Whilst we figure out what to do, Catorze is weighing up alternative food options:
Louis Catorze is continuing to enjoy his mix of wet and dry food. However, he still expects the wet food, which is already in small pieces, to be cut up into EVEN SMALLER pieces for him. If we don’t do it he just leaves the food to go dry and gross, and this makes it much harder to clean the bowl.
(And, no, I have no idea how it is that he manages to rip the heads off rodents, yet he can’t bite into a small, soft piece of cooked fish unless humans cut it up for him.)
With this in mind, one of my friends sent Catorze some antique Louis XIV silverware (yes, SILVERWARE, not “cutlery” – merci, Google, for correcting me). What an unbelievably lucky Roi he is.
Oh. Mon. Dieu. Merci, Cathie!
Cat Daddy’s initial reaction: “What the f***? What is wrong with your friends?”
Cat Daddy’s follow-up reaction, upon discovering that Louis XIV silverware is a real thing and not something that I made up: “Ooh. That must be worth a bit!”

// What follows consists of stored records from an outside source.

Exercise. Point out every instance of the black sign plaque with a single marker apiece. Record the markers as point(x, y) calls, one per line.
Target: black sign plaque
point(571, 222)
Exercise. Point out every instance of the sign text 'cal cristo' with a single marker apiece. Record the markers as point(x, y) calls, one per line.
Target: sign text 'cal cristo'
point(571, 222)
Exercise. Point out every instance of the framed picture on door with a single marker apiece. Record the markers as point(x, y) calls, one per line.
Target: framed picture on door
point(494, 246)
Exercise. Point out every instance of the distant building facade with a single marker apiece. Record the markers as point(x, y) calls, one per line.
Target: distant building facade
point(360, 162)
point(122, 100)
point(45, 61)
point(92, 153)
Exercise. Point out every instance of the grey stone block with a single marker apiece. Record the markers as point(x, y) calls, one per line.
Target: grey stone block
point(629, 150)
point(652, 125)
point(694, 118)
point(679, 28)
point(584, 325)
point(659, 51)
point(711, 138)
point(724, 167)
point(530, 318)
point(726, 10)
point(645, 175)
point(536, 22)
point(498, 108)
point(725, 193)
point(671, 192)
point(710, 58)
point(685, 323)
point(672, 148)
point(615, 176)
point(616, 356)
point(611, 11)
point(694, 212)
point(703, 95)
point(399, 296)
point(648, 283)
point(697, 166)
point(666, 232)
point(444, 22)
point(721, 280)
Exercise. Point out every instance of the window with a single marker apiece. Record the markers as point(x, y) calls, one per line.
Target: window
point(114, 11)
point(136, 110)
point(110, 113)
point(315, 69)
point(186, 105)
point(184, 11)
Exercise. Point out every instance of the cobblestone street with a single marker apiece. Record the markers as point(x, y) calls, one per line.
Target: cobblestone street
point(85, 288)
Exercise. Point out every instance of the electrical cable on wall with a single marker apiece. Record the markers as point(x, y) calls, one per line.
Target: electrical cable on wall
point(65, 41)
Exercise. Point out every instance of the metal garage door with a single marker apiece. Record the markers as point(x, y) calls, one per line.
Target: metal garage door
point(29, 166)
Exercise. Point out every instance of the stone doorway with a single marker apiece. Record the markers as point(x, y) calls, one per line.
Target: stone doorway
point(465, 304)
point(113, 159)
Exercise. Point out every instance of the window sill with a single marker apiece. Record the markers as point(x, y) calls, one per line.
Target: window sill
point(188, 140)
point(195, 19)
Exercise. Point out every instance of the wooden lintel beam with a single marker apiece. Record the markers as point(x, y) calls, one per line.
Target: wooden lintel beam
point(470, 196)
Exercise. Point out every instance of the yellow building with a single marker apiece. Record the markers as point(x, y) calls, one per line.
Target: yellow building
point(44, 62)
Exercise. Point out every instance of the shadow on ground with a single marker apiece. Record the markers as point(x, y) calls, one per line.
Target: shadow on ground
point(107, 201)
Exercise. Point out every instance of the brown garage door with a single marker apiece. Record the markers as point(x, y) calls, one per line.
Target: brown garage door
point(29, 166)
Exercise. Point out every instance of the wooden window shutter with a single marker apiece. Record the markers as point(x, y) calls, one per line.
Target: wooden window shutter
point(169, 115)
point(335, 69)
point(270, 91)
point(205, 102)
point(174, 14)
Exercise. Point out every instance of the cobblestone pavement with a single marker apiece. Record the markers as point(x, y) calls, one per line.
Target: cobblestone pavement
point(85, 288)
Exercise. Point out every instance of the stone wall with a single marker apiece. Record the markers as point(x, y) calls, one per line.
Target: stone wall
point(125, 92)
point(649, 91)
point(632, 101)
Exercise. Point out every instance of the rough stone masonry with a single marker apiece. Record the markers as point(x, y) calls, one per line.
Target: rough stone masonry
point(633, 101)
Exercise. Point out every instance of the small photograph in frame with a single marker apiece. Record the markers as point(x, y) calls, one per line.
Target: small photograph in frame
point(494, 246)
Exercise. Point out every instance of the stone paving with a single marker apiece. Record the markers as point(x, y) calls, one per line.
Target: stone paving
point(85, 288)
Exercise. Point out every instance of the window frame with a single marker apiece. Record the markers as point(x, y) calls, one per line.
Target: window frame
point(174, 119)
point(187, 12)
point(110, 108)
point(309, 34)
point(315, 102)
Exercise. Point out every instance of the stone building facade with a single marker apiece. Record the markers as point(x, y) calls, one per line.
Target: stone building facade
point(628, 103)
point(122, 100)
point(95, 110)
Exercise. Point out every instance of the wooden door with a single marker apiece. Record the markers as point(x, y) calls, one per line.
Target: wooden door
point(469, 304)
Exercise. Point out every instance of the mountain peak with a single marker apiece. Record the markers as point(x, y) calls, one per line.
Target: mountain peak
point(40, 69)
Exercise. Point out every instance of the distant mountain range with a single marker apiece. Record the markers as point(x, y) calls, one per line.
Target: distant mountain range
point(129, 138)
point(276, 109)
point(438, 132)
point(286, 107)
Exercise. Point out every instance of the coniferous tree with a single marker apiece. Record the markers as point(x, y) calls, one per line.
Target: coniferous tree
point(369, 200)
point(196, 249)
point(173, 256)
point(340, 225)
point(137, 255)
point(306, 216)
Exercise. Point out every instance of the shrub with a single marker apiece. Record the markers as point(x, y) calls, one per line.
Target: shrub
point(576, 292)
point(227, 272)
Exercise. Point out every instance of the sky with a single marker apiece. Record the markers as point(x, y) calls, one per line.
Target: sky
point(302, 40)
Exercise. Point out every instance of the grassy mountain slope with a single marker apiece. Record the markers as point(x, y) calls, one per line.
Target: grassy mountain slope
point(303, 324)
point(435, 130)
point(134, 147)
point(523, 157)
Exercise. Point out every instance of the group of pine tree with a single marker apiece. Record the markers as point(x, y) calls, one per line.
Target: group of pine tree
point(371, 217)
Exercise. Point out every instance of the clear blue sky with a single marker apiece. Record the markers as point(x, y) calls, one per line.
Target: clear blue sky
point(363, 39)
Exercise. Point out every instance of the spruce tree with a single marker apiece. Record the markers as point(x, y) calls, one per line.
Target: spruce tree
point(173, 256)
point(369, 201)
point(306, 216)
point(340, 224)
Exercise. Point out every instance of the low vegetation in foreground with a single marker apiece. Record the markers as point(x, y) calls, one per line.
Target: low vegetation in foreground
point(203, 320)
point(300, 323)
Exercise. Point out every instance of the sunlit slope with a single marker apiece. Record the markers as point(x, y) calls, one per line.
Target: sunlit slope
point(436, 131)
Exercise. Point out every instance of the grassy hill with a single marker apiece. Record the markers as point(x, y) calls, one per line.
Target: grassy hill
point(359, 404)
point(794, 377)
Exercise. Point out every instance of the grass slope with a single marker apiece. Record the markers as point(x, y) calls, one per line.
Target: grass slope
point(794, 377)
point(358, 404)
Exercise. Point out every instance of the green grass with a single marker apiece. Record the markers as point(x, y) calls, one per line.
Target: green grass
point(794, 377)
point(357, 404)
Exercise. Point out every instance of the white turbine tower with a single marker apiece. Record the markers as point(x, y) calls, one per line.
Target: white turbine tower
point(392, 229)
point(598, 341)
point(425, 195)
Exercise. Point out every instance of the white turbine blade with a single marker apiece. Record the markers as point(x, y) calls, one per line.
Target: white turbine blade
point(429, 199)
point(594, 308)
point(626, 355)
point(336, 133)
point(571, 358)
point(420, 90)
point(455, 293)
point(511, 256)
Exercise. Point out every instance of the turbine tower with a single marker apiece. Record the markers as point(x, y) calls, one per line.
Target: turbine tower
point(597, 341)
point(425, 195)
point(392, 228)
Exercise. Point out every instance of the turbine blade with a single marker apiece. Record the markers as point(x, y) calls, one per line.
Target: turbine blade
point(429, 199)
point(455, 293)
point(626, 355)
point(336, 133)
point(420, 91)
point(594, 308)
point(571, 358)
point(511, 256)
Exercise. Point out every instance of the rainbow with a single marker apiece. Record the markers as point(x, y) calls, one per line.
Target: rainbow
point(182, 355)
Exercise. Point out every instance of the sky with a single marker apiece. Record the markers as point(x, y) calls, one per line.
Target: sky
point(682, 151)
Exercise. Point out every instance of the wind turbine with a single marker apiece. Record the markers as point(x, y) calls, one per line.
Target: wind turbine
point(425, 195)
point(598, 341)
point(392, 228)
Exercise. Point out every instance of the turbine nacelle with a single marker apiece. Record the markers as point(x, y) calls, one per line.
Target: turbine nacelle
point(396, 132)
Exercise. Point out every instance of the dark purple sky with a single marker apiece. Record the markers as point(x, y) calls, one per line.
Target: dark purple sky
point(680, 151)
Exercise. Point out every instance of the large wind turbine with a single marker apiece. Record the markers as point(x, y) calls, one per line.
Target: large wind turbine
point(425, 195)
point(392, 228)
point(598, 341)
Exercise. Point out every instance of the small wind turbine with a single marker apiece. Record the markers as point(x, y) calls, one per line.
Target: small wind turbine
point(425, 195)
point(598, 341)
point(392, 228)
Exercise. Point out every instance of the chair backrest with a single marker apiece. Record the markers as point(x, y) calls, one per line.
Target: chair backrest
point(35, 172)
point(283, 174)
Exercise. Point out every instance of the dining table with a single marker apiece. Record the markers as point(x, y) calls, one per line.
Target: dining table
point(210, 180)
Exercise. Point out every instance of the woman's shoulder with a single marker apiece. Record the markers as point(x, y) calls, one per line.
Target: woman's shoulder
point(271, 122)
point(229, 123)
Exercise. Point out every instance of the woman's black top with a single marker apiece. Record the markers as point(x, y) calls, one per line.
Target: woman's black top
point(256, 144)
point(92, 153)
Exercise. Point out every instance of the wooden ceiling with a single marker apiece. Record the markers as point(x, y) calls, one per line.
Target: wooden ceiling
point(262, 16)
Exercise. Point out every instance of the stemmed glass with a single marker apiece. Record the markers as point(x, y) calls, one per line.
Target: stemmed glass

Naturellement, being special silverware, we can’t just sling it into the dishwasher alongside our own plebby stainless steel. Care instructions are as follows:
Separate the Metals
Never wash silver-plated flatware with stainless-steel flatware in the same dishwasher load. The silver and stainless steel chemically react in the presence of automatic dish-washing detergent, causing silver ions to disassociate from the silver plate and transfer to the stainless steel. This leaves pits on the silver plate and may cause spotting of the stainless steel, especially if the metals are touching each other.
Safe Way To Clean
Hand washing with a mild dish-washing liquid is the safest way to clean silver-plated flatware. Wash the flatware in hot sudsy water right after the meal is done. Rinse them with cool tap water and immediately dry with a clean, soft cloth.
Oh dear. Cat Daddy was already unhappy about how much hard work it is to wet-feed the little sod, with the cutting of the food and the frequent bowl changes, so he was not pleased at all to learn that we now need to hand-wash Catorze’s antique silverware. The Unrepeatable Expletives rang out through the air on that fine morn like the chimes of Big Ben on New Year’s Eve (except going on for considerably longer).
Sitting in proud admiration of himself, knowing that he deserves decent serving implements.
Here I am (below), having just used antique Louis XIV silverware to mash up already-soft Cool Cat Club cod and salmon pâté on Catorze’s Necoichi tilted stress-free (I’m not joking; it really is called that) cat bowl, adding a garnish of Orijen. Meanwhile, I am eating cheese on toast from a chipped Wilko* plate.
How did it come to this?
*Fancy followers: ask your more downmarket friends.
Marcus Wareing would be so impressed with this presentation.